Jesus flipping tables was not a protest against the Temple
but against the robbers who were abusing it:
- He said to them, "It is written, 'My house shall be called a house of prayer,' but you make it a den of robbers." (Matthew 21:13)
According to Sergott's worldview, the anti-Christ should not
be a concern for us. Instead the concern is institutionalization:
- However, the Bible writers were not warning us of a person. They were warning us of institutionalization...My Antichrist is not a specific world leader or single person. It is anything we worship instead of Jesus. Religion demands our worship. Only Jesus is worthy of it.
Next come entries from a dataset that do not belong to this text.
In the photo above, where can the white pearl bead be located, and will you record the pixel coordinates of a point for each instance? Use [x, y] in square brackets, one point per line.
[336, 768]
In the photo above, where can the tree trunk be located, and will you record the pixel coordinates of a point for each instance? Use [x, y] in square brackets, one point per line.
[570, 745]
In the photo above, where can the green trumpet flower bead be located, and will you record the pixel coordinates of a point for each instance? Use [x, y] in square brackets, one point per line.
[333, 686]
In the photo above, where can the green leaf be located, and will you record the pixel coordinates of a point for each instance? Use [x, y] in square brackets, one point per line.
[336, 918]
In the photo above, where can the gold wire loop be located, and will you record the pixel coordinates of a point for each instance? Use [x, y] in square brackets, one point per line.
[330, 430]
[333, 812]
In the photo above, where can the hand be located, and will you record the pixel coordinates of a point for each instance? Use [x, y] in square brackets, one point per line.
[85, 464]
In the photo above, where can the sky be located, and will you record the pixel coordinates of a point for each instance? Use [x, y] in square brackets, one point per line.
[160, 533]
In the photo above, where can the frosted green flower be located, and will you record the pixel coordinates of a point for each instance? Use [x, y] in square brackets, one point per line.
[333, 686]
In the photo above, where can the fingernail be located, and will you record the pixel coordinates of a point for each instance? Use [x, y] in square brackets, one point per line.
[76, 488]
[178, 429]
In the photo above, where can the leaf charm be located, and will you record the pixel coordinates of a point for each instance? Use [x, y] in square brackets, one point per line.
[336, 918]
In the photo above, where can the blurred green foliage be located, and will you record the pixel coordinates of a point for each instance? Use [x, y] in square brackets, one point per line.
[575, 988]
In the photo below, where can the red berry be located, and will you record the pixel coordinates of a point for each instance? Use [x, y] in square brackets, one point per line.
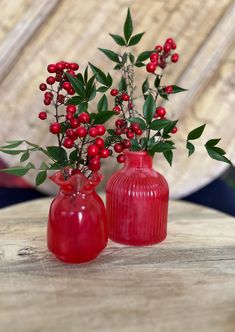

While it is true that only God is worthy of our worship,
Jesus had explained that we must worship God "in spirit and in truth"
(John 4:22-24), according to His revelations, His doctrines.
While the Bible teaches a lot against the abuse of the
institutions that God has ordained, it never teaches against Biblical
institutions. Instead, it teaches in favor of Church institutions like pastors,
elders, and deacons (Titus 1; 1 Timothy 3).
Besides, the Mosaic Law was all about institutionalizations
(Exodus-Deuteronomy), things that Jesus had affirmed:
- "Do not think that I have come to abolish the Law or the Prophets; I have not come to abolish them but to fulfill them. For truly, I say to you, until heaven and earth pass away, not an iota, not a dot, will pass from the Law until all is accomplished.” (Matthew 5:17-18)
The entire NT upheld Scripture. Meanwhile, the Blue Ocean
shows little interest in it. While Sergott continually claimed Jesus as central
to his identity, he has shown little interest in what Jesus had taught.
Instead, his Jesus seems to be a Jesus of his own creation.